Assume that the COMMON is regulating properly and Vin is 9V, then we will have COMMON=6.2V. I'm not entirely sure what the diodes VD7 and VD8 are exactly for but the two-in-series configuration is suspicious and I'm tempted to say that they are not conducting when the measured resistance is close to zero, because the voltage on VD8's cathode will be smaller than COMMON + the combined forward voltage of the diodes (assume about 1.6V), due to voltage drop caused by a relatively large current through R19, which is part of the measurement current path (we'll get there in a minute). Let's assume they are conducting for now. Assume that the diodes have a relatively constant forward voltage which means that we have a sort of another reference voltage at the cathode of VD8 and left pin of R19, which also goes to pin 36 of the converter (positive reference voltage pin), which will be (COMMON+VfD8*2) = about 7.8V. Let's call this node Vref.

The measuring current path will then be: From Vref to R31, then the scale selection array and R30 and finally through your device under test to COMMON. The voltage on the V/OHM lead is sampled against COMMON and displayed. This means that your device under test is acting as the current sensing resistor here, which matches your assumption earlier.

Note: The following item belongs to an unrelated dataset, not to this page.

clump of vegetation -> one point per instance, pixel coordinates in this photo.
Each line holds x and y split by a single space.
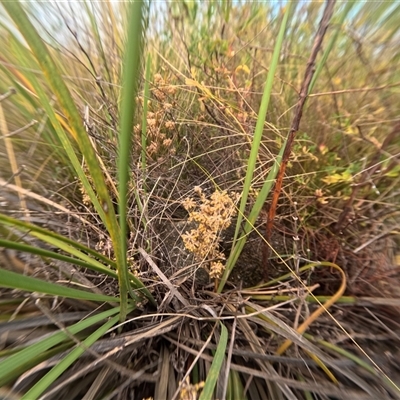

Now let's look at what could be wrong If you say that voltage and current measurements are okay, then the converter is probably fine along with all of its surrounding components.

• I'd first check that during resistance measurement the COMMON line is regulating properly and is 2.8V lower than the battery voltage. This is unlikely to be wrong but it's easy to check with another (working) multimeter.
• I'd check the diodes VD7, VD8 and VD4 for damage. They are supposed to be glass diodes from what I've been able to find. If the glass is broken or damaged, it could degrade the performance or make them not work. I'd also measure the voltage at the cathode of VD8 (Vref). Under normal operation and with a large or infinite measured resistance, that should never be more than 2V higher than COMMON. If it is, your diodes are not conducting - broken, and this will disrupt the reference voltage of the converter, which will then display wrong values. This would explain why the meter is displaying 0 when shorted, because as stated previously the diodes are probably not conducting with a very small measured resistance anyway.
• I'd test ALL of the switches and make sure they work.
• If none of that helps, I'd finally test the resistors or measure the voltages along the measurement current loop. Using Ohm's law, it should be easy to calculate the expected voltages at various nodes and compare that with what you measure.

And please do let me know what you find out. I am quite curious about how this old Czechoslovak gadget ends up doing.